Schill took the stage after a large audience watched a video about students’ experiences with PathwayOregon, a UO scholarship program that offers free tuition and fees for four years to Oregonian students that are Pell Grant eligible.
“Today, we are here to celebrate the accomplishments of PathwayOregon,” Schill said. “We are here to celebrate, but also to say that is not enough.”

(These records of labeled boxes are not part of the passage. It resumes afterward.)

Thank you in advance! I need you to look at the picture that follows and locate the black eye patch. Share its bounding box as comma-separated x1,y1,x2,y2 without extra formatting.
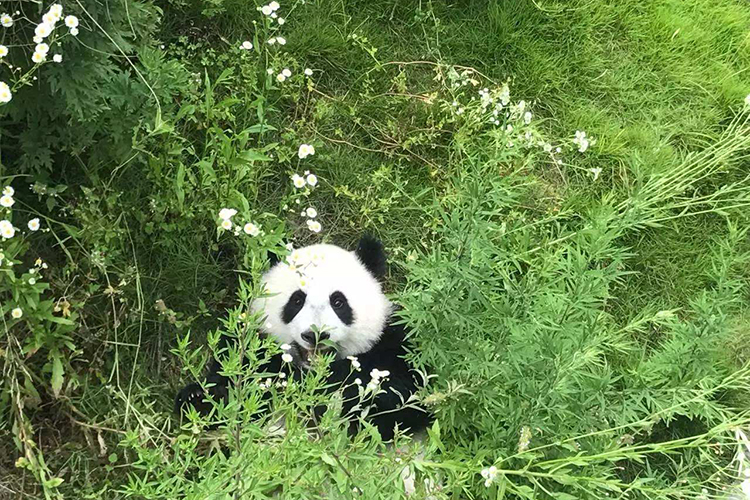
281,290,307,325
329,292,354,326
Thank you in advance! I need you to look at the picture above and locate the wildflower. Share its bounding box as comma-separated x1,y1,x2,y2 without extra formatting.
0,82,13,102
307,219,322,233
219,208,237,220
292,174,305,189
297,144,315,159
243,222,260,236
0,220,16,240
482,465,497,488
34,23,52,38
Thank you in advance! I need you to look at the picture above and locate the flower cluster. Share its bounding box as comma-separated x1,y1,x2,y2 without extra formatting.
219,208,262,237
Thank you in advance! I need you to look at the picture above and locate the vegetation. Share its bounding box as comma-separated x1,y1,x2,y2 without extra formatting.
0,0,750,500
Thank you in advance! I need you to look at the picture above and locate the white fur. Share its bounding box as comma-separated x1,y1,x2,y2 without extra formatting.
252,244,392,358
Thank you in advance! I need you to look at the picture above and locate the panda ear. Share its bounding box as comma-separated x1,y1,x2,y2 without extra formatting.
354,234,386,280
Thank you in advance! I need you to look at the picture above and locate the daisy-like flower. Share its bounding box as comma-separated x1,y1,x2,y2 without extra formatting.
0,82,13,102
292,174,305,189
481,465,497,488
0,220,16,240
242,222,260,236
297,144,315,159
34,23,52,38
219,208,237,220
0,194,16,208
307,219,322,233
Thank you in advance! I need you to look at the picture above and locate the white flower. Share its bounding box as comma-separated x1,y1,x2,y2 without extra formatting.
297,144,315,159
307,219,322,233
0,194,16,208
0,82,13,102
242,222,260,236
34,23,52,38
219,208,237,220
0,220,16,240
292,174,305,189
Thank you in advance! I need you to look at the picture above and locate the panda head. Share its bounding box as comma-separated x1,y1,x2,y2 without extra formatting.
252,236,392,362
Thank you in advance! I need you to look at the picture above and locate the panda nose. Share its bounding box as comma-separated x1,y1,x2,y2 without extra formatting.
302,330,331,345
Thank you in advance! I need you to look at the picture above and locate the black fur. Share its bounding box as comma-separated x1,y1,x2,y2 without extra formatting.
354,234,387,280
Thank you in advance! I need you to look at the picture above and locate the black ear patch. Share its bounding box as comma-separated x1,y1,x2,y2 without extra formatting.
354,234,386,280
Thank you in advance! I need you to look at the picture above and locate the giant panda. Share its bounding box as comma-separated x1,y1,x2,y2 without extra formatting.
175,235,431,440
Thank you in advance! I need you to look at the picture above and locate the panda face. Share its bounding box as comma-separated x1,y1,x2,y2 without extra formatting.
252,245,392,358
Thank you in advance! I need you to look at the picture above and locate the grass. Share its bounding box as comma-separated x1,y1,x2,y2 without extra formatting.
0,0,750,498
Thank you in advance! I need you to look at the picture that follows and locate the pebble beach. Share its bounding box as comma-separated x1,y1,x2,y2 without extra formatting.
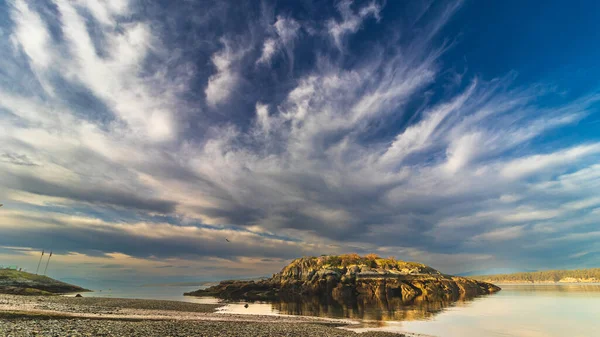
0,295,409,337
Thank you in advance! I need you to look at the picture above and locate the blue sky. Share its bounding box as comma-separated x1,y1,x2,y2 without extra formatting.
0,0,600,280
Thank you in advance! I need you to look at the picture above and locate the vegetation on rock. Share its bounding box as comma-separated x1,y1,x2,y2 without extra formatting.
0,269,88,295
185,254,500,303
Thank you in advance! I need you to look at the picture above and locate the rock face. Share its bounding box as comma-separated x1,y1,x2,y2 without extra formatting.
185,254,500,304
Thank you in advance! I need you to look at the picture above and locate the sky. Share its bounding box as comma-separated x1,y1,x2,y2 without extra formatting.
0,0,600,282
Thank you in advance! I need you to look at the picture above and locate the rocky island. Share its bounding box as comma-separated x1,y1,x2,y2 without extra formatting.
0,269,89,295
185,254,500,304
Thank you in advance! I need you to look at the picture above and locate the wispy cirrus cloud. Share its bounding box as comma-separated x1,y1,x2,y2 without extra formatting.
0,0,600,278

He discussed three main objectives that he wanted to complete as president: ensuring student access and affordability, building academic programs by hiring new faculty and investing in research and delivering a diverse experience for students both inside and outside the classroom. Schill also addressed the need to overcome barriers that are preventing current and future students from graduating college.
“There are four primary barriers: institutional, financial, academic and social,” Schill said. “If we are to keep our promise of access and success, we must address all four.”
Another goal that he addressed was increasing UO’s graduation rate by at least 10 percentage points by 2020.
Schill then announced the Oregon Commitment, a plan of seven initiatives and investments totaling $17 million over five years to support his goals. The first is supporting pipeline programs that will improve the quality of K-12 education in Oregon, as he stated earlier in his address that in 2014, Oregon ranked 46th out of 50 states for K-12 graduation rates. The second initiative is expanding funding for scholarships and financial aid for students. Third was Schill’s announcement that the university will immediately invest over $500,000 each academic year to reinvent advising and tutoring programs at the university in order to improve graduation rates.
“We must all join together to assess, on a department-by-department basis, what impediments exist to graduation and reduce those barriers,” Schill said.
His fourth initiative is providing graduation completion grants to over 100 juniors and seniors who are at the highest risk of dropping out due to financial circumstances. Fifth is hiring more faculty that will emphasize the importance of students graduating in four years. The sixth is the plan to incentivize on-time graduation through university-related structural changes. Schill’s seventh and final initiative is expanding programs such as First-Year Interest Groups and study abroad for students, as these activities will help students become more connected to the university.
“This promise of access and success for all of our students – the Oregon commitment – is one we must keep,” Schill said. “Students all across our campus must succeed.”